Sunday, June 30, 2024

13.08.24: follow-up; food and drink [2] vocabulary and notes [1]

The image posted here – courtesy of another member of the group – contains examples of “New Latin”, sometimes known as Neo-Latin; this will be discussed in greater detail in later posts.

https://en.wikipedia.org/wiki/Neo-Latin

Some of the vocabulary was coined in the post-Classical period or refers to, for example, more specific types of food now e.g. pancakes and biscuits, the true nature of which in Ancient Rome can be rather vague.

artolaganus, -ī [2/m]: used in the image to describe a pancake; “a kind of bread or cake (made of meal, wine, milk, oil, lard, and pepper” (Lewis and Short)

also: laganum, -ī [2/n]: again, definitions can be vague [i] pancake; flat cake (Wiktionary) [ii] “a kind of cake made of flour and oil” (Lewis and Short); laganumis from Anc. Gk. λάγανον (láganon) meaning ‘thin broad cake; pancake’

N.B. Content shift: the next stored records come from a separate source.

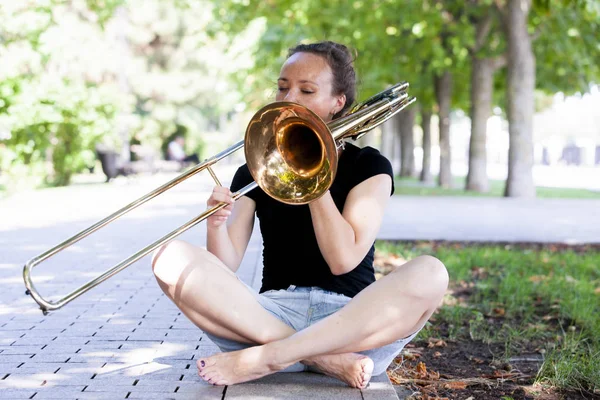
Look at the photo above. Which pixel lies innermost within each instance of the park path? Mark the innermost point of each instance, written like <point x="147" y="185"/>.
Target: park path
<point x="124" y="339"/>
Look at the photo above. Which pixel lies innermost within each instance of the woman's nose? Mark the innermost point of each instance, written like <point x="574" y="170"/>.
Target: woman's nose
<point x="291" y="96"/>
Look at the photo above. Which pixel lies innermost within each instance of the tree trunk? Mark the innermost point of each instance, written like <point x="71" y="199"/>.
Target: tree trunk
<point x="388" y="137"/>
<point x="521" y="84"/>
<point x="426" y="126"/>
<point x="406" y="123"/>
<point x="482" y="75"/>
<point x="443" y="91"/>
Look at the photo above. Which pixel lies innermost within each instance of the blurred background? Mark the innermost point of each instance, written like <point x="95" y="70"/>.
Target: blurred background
<point x="508" y="97"/>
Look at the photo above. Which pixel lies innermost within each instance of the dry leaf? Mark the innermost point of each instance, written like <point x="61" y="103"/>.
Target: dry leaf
<point x="537" y="278"/>
<point x="456" y="385"/>
<point x="421" y="369"/>
<point x="436" y="343"/>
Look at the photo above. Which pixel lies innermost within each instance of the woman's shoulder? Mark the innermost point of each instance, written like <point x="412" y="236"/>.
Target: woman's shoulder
<point x="241" y="178"/>
<point x="368" y="162"/>
<point x="368" y="157"/>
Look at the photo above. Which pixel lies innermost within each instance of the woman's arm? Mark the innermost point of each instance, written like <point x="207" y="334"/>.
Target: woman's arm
<point x="345" y="238"/>
<point x="228" y="241"/>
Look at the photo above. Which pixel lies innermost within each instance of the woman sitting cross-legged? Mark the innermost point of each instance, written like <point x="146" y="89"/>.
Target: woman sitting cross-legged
<point x="319" y="308"/>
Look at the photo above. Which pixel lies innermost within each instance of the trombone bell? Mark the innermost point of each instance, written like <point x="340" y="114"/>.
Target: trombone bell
<point x="290" y="153"/>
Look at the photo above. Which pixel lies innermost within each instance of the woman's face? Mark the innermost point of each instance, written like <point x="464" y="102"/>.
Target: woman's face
<point x="307" y="79"/>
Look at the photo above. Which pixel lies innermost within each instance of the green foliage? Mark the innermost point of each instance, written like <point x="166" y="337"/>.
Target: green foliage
<point x="77" y="73"/>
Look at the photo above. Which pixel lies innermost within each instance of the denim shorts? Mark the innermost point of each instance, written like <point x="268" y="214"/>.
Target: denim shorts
<point x="300" y="307"/>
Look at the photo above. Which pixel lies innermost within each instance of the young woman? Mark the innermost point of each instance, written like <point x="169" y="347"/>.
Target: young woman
<point x="319" y="308"/>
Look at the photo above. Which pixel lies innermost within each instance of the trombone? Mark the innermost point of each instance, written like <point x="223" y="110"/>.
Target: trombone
<point x="290" y="152"/>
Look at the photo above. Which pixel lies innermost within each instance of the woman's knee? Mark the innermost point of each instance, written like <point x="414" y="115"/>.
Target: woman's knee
<point x="170" y="259"/>
<point x="436" y="272"/>
<point x="424" y="276"/>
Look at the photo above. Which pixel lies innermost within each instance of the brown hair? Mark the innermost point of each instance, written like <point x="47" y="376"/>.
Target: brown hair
<point x="341" y="62"/>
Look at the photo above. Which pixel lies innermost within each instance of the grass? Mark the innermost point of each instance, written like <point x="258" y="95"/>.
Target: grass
<point x="413" y="187"/>
<point x="543" y="299"/>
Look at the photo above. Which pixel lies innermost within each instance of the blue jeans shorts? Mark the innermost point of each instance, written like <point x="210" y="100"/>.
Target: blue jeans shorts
<point x="300" y="307"/>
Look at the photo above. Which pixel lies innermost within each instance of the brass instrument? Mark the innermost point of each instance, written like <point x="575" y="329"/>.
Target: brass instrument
<point x="291" y="153"/>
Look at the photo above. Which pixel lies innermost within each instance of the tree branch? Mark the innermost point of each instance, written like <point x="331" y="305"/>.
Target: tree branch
<point x="501" y="12"/>
<point x="499" y="61"/>
<point x="482" y="31"/>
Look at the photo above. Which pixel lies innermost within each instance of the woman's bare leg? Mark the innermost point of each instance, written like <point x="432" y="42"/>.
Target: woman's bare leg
<point x="212" y="297"/>
<point x="403" y="301"/>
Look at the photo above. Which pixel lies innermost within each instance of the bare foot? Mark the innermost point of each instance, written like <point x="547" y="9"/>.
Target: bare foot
<point x="354" y="369"/>
<point x="237" y="366"/>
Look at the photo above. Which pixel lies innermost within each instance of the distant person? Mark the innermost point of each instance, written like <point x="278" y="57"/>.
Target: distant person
<point x="176" y="152"/>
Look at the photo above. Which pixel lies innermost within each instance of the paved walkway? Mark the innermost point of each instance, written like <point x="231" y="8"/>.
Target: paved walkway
<point x="125" y="339"/>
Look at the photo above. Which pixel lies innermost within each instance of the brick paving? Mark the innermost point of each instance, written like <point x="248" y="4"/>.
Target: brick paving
<point x="125" y="339"/>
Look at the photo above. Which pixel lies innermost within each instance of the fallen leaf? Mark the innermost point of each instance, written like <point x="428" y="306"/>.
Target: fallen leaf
<point x="570" y="279"/>
<point x="537" y="278"/>
<point x="436" y="343"/>
<point x="421" y="369"/>
<point x="456" y="385"/>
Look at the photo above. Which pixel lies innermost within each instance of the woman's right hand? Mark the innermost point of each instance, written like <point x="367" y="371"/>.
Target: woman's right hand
<point x="220" y="194"/>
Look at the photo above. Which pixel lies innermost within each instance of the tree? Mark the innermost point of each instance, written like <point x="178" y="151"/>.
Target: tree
<point x="485" y="61"/>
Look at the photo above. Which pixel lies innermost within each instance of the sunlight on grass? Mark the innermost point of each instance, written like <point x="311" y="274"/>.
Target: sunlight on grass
<point x="544" y="300"/>
<point x="412" y="187"/>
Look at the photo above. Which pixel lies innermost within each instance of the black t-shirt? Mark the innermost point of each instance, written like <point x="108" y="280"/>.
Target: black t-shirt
<point x="291" y="255"/>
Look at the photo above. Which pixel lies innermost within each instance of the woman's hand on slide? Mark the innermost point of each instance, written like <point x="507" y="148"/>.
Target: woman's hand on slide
<point x="220" y="194"/>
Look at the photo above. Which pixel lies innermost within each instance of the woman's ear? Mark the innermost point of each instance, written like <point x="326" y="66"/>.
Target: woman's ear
<point x="339" y="104"/>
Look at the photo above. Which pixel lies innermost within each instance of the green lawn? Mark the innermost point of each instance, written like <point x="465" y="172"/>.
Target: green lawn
<point x="412" y="187"/>
<point x="543" y="300"/>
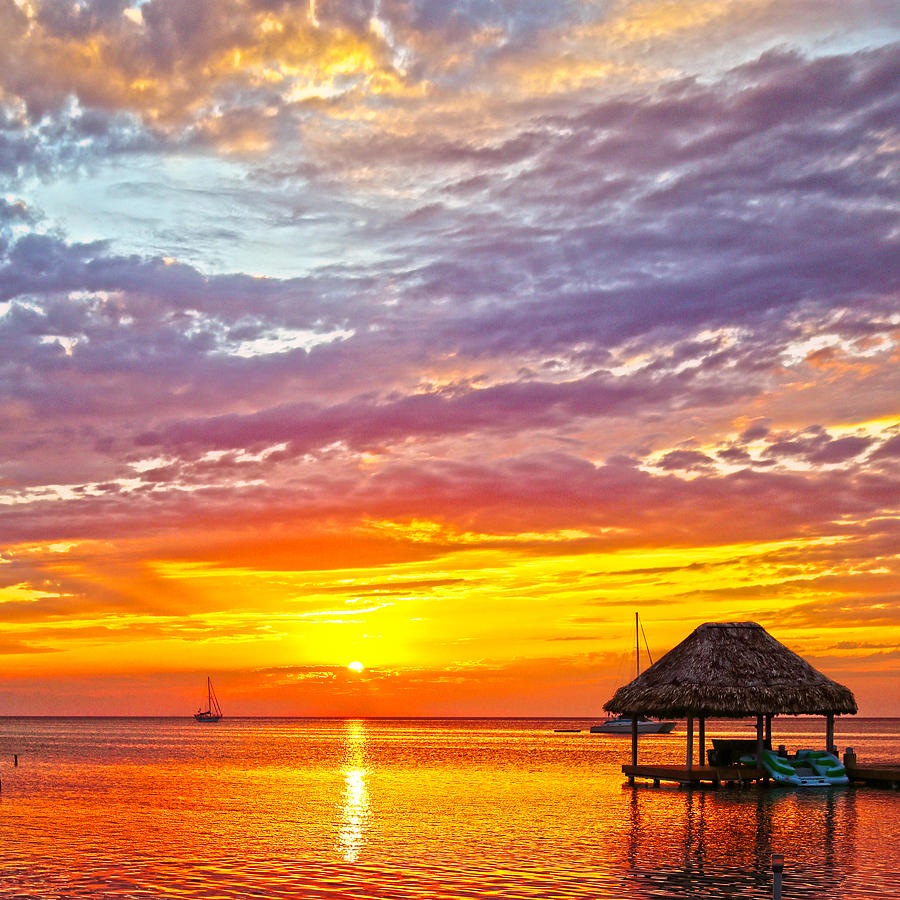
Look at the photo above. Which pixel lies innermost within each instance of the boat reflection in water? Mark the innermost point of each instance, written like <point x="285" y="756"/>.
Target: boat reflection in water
<point x="718" y="844"/>
<point x="353" y="815"/>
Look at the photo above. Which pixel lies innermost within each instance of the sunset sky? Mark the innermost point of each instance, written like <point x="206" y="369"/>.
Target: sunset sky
<point x="442" y="336"/>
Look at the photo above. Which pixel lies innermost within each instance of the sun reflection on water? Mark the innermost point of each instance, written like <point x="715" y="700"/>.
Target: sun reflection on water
<point x="353" y="814"/>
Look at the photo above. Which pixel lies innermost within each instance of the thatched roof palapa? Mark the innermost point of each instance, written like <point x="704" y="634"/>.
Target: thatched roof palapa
<point x="731" y="669"/>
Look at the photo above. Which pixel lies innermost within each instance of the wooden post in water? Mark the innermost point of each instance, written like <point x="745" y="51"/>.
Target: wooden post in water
<point x="633" y="747"/>
<point x="690" y="748"/>
<point x="777" y="870"/>
<point x="760" y="745"/>
<point x="701" y="739"/>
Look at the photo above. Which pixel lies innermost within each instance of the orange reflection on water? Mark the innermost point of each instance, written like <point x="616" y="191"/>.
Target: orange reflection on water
<point x="353" y="814"/>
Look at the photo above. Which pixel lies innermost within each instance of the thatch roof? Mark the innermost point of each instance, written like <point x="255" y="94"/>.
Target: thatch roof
<point x="731" y="669"/>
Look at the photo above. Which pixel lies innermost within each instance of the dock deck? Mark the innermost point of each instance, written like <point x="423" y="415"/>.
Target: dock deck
<point x="741" y="775"/>
<point x="714" y="775"/>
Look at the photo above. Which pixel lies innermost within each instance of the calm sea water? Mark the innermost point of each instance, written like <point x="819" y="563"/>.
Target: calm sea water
<point x="167" y="808"/>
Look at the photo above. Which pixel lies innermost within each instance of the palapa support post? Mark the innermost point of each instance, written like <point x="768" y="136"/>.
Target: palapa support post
<point x="701" y="739"/>
<point x="633" y="747"/>
<point x="777" y="870"/>
<point x="760" y="740"/>
<point x="690" y="747"/>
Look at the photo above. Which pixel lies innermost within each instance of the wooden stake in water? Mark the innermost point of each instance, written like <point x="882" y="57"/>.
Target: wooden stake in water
<point x="777" y="869"/>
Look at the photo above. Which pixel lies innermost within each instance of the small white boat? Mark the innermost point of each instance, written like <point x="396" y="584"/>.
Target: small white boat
<point x="622" y="725"/>
<point x="807" y="768"/>
<point x="213" y="711"/>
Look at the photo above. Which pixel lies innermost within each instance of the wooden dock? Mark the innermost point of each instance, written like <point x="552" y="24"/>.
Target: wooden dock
<point x="716" y="776"/>
<point x="713" y="775"/>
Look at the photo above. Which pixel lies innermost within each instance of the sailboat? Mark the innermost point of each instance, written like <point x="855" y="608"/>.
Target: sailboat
<point x="623" y="724"/>
<point x="213" y="711"/>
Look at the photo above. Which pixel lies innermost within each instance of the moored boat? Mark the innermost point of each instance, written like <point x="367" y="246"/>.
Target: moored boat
<point x="807" y="768"/>
<point x="213" y="711"/>
<point x="622" y="725"/>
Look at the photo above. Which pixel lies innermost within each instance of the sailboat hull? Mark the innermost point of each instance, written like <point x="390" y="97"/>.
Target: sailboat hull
<point x="623" y="726"/>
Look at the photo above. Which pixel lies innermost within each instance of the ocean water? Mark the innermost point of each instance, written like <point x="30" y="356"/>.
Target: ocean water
<point x="168" y="808"/>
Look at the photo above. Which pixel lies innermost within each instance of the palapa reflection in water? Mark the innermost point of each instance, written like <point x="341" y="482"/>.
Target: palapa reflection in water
<point x="353" y="814"/>
<point x="719" y="844"/>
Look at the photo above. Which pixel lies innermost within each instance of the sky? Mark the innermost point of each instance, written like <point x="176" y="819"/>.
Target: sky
<point x="442" y="336"/>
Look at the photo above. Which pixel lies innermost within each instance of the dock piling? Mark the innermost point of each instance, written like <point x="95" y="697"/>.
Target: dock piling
<point x="777" y="869"/>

https://neolatinlexicon.org/latin/pancake/

https://neolatinlexicon.org/latin/pancake_fritter_doughnut/

To see the issues pertaining to exact definitions of some of these words, it’s worth looking at:

https://en.wikipedia.org/wiki/Tracta_(dough)

Tracta, tractum (Ancient Greek: τρακτὸς, τρακτόν), also called laganon, laganum, or lagana (Greek: λάγανον) was a kind of drawn out or rolled-out pastry dough in Roman and Greek cuisines. What exactly it was is unclear: "Latin tracta... appears to be a kind of pastry. It is hard to be sure, because its making is never described fully"; and it may have meant different things at different periods. Laganon / laganum was at different periods an unleavened bread, a pancake, or later, perhaps a sort of pasta.

aurantium, -ī [2/n]: orange tree, the term used in scholarly / scientific writing post 15th century (more on this in later posts)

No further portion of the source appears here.